らぶ・すいっち
(ああ、もう。何が何だか、さっぱりだわ!!!)
とりあえず今はこの息苦しい空間から抜け出したい。
その一心で、私はお膳に乗せられた、ほっぺたが落ちそうなほど美味しいはずの料理を急いで口に運んだ。
はっきりいって美味しい料理が、砂を噛んでいるようで味がしない。
美味しい料理というものは、心が穏やかなときにゆったりとしながらいただきたいものだ。
食事も終わらせ、なぜか無言のままでいる合田くんに促されて、再び彼の車に乗り込んだ。
エンジンをかけると、ステレオからDJの陽気な声がした。
この重い沈黙が少しだけ和らいだ気がして、ホッと胸を撫で下ろす。
しかし、そのつかの間の休息もすぐに合田くんの手によって絶たれてしまった。
ラジオを消し、再び沈黙が私たちの間に落ちる。
聞こえるのは車のエンジン音のみ。

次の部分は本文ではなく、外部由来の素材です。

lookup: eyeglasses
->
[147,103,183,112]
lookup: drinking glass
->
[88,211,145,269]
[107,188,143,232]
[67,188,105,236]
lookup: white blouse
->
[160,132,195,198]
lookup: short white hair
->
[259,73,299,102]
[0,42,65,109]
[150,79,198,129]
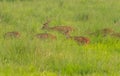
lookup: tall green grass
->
[0,0,120,76]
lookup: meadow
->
[0,0,120,76]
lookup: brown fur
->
[35,33,56,40]
[4,31,20,38]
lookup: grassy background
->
[0,0,120,76]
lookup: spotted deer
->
[35,33,56,40]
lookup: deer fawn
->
[35,33,56,40]
[4,31,20,38]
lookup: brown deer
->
[66,35,90,44]
[42,20,74,34]
[35,33,56,40]
[4,31,20,38]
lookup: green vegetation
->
[0,0,120,76]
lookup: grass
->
[0,0,120,76]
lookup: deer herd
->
[4,20,120,45]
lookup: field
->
[0,0,120,76]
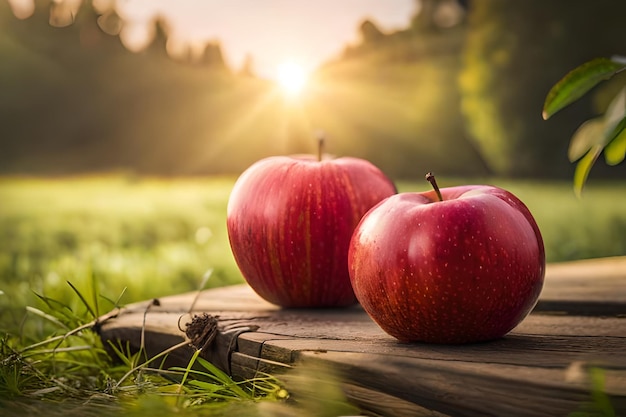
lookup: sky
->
[109,0,417,78]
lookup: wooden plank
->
[99,257,626,416]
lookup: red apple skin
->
[227,155,397,307]
[348,185,545,344]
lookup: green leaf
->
[567,117,605,162]
[574,145,602,197]
[604,127,626,165]
[602,87,626,140]
[542,58,626,120]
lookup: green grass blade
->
[542,58,626,120]
[67,281,98,319]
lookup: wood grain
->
[98,257,626,417]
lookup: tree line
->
[0,0,626,178]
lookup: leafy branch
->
[542,55,626,196]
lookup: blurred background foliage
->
[0,0,626,178]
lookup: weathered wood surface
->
[99,257,626,416]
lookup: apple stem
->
[426,172,443,201]
[317,133,326,162]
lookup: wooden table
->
[98,257,626,417]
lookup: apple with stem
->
[348,173,545,344]
[226,138,397,307]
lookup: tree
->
[460,0,626,176]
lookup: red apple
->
[227,150,396,307]
[348,176,545,344]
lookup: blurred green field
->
[0,175,626,331]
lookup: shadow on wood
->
[99,258,626,416]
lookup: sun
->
[276,61,308,97]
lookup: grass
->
[0,175,626,417]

静かすぎるこの密室は、なんだかヤバイ気がする。
しかし、車は来た道を戻っていることだけはわかり、少しだけ安堵した。
どこへ行くの? と聞いたとき、“逃避行”だなんて合田くんが言っていたから、少しだけ心配をしていたのだ。
だが、それはやっぱり私の杞憂だったらしい。
車は私のアパートの駐車場に停まり、エンジンも切られて今はただただ静寂だけだ。
とりあえず食事のお礼だけは、もう一度言っておかなければならないだろう。
会計時、自分で払うと言い張ったのだが、合田くんと宇佐見さんにうまく丸め込まれてしまい、とうとう支払うことが出来ず、合田くんがおごってくれるという形になってしまった。

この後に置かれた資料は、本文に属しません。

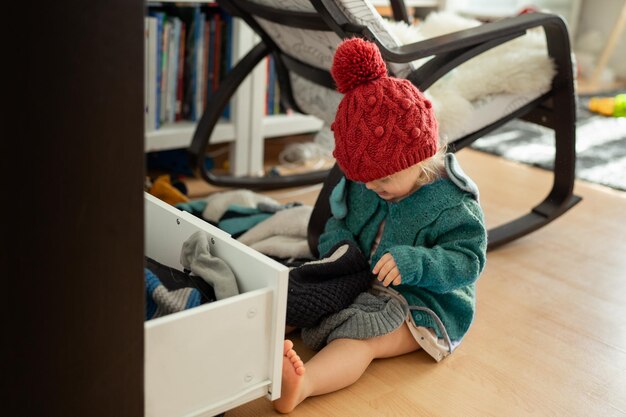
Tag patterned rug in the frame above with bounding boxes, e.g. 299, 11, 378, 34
472, 97, 626, 191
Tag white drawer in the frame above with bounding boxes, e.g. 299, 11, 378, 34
144, 194, 288, 417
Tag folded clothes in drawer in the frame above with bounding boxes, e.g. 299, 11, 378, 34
144, 194, 288, 417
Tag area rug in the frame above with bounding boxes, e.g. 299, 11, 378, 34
471, 97, 626, 191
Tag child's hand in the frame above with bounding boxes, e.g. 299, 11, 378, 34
372, 253, 402, 287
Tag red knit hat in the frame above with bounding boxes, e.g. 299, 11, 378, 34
330, 38, 438, 182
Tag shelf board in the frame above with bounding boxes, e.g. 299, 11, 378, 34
263, 113, 323, 138
144, 121, 235, 152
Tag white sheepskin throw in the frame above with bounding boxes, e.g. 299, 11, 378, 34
386, 12, 556, 140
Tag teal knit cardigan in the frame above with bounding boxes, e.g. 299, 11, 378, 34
318, 158, 487, 341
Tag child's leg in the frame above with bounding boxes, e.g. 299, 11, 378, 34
274, 324, 420, 413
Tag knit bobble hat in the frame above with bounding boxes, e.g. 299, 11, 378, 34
286, 240, 374, 328
330, 38, 438, 182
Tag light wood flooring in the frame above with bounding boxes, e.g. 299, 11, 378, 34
191, 150, 626, 417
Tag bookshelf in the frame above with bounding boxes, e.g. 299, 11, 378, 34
144, 0, 322, 176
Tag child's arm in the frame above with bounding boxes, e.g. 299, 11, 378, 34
388, 205, 487, 293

「こういうのは気持ちよく“ありがとう”って言っておけばいいんだよ。それだけで男は喜ぶ単純な生き物なんだから」
宇佐見さんにそう耳打ちされてしまっては、それ以上遠慮するわけにもいかなかったのだ。
「ごちそうさまでした。今日は本当にびっくりしたけど、こうして昔みたいに話すことができて良かったと思うよ」
すぐにでも車から降りることができるようにと、シートベルトに手をかけた私だったが、その手は合田くんに掴まれてしまった。